Content Warnings: Brief mention of drugs
It is the month of April in the year 2023, as I write this.
One-third into the year, the mid-point feels closer than ever. My deadlines for June are springing out of the calendar and tapping me on the shoulder. The endpoint, December, feels just distant enough to delay worrying about. Yet deep down, I know it is only a blink of an eye before it stands towering over me like a mountain that was too high for me to climb.
The tiny box next to each of my dotted new year resolutions remains unchecked. The crumpled Post-it note hangs unconvincingly on the side of my study table, staring at me each morning. My eyes rapidly run through the words, my heartbeat gradually quickens, and my brain tries to grasp at every possible way that I could achieve everything today.
The hour of meditation.
The 10,000 steps.
The 15-minute journal activity.
The 120 grams of protein.
Self-deprecation soon ensues, and the goals that were set to better me slowly begin working against me.
The billion-dollar market keeps one stuck in a constant loop of short-term highs followed by disappointing lows. The effects of self-improvement are seemingly not too far of a cry from recreational drug use. The unhappiness of the collective has become a modern-day money-making machine that self-help gurus leverage in pulling a profit through.
Back in the day, the word “guru” was associated with white robes, snake charmers, and silent oaths. Cut to the technological era, and “gurus” are qualified professionals holding a range of impressive academic degrees. As they back their claims up with scientific methodologies and physical proof, self-help has become easier than ever to sell. Especially to a generation that rests its faith in metrics and uses their phone as if it were an extension of their body.
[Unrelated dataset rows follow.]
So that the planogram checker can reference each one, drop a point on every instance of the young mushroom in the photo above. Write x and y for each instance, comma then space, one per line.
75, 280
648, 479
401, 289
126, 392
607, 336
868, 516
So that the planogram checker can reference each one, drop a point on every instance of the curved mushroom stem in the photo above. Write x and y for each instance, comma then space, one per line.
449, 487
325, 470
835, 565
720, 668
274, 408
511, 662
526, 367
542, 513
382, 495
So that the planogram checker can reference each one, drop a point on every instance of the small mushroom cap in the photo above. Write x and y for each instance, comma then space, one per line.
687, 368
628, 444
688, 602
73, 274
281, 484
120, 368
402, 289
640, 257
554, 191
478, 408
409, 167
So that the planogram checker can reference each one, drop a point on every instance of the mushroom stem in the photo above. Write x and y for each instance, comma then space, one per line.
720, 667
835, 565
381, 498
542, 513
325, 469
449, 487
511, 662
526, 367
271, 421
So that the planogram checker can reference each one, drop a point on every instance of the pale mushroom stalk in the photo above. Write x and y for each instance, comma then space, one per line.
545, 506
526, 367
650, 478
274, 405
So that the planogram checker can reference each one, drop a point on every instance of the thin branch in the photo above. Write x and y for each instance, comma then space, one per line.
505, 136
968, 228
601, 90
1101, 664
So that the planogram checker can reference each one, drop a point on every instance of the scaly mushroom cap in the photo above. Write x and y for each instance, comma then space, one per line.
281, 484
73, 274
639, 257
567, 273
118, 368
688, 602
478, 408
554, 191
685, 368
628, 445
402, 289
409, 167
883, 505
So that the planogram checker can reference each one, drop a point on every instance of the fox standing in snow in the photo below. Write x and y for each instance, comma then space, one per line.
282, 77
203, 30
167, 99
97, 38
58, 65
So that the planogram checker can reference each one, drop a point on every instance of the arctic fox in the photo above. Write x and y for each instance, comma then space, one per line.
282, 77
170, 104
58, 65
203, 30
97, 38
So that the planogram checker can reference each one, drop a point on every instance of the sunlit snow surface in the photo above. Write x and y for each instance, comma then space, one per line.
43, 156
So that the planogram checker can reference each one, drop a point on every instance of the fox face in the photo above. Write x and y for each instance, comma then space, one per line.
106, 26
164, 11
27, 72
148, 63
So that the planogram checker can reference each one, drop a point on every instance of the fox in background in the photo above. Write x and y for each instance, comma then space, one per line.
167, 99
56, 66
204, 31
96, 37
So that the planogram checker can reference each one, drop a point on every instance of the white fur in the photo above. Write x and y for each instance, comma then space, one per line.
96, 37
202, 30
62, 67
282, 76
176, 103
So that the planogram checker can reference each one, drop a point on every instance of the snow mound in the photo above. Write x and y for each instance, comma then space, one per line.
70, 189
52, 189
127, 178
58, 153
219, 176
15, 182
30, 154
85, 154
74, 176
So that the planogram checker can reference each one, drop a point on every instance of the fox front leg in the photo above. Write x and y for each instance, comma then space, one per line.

The accessibility that data-tracking apps provide convinces consumers that they are entirely in control of their own improvement. Step-trackers, calorie counters, and guided meditations put consumers in the power seat by allowing them to track, track and track. This makes it easier than ever for one to attach their self-worth to the metrics that they achieve daily. Believing that a simple change in one’s behavioural or lifestyle pattern is enough to make them a better human being and improve their experience of life is when the illusion wins.
Self-help soon wages a war with one’s own physical, mental, and emotional identity.
I started feeling a great low––or what I’d like to call the ‘comedown effect’––from not being able to complete the goals I set for myself. Successfully micro-controlling each behaviour and minute of my day gave me a peculiar sort of ‘high’.
A high that meant I was getting better each day, a high that was a temporary fix to all my problems, a high that the internet was constantly pushing me towards. However, I soon realised that controlling every pattern of behaviour is generally a recipe for inconsistency.
Although the foundation of what the self-help industry was built on is righteous, the fear that it instils in individuals by suggesting that they may be left behind in a society that’s constantly accelerating is what the industry preys on. It is worth remembering that under the surface of a society that looks picture-perfect constantly, there are real people facing similar problems as me, and self-help is perhaps not the only solution.
It is April of 2023, and I am okay with not becoming the absolute best version of myself within the next eight months. I refuse to become a slave to an industry that ultimately profits off of my unhappiness that seeks to constantly transform itself into productivity.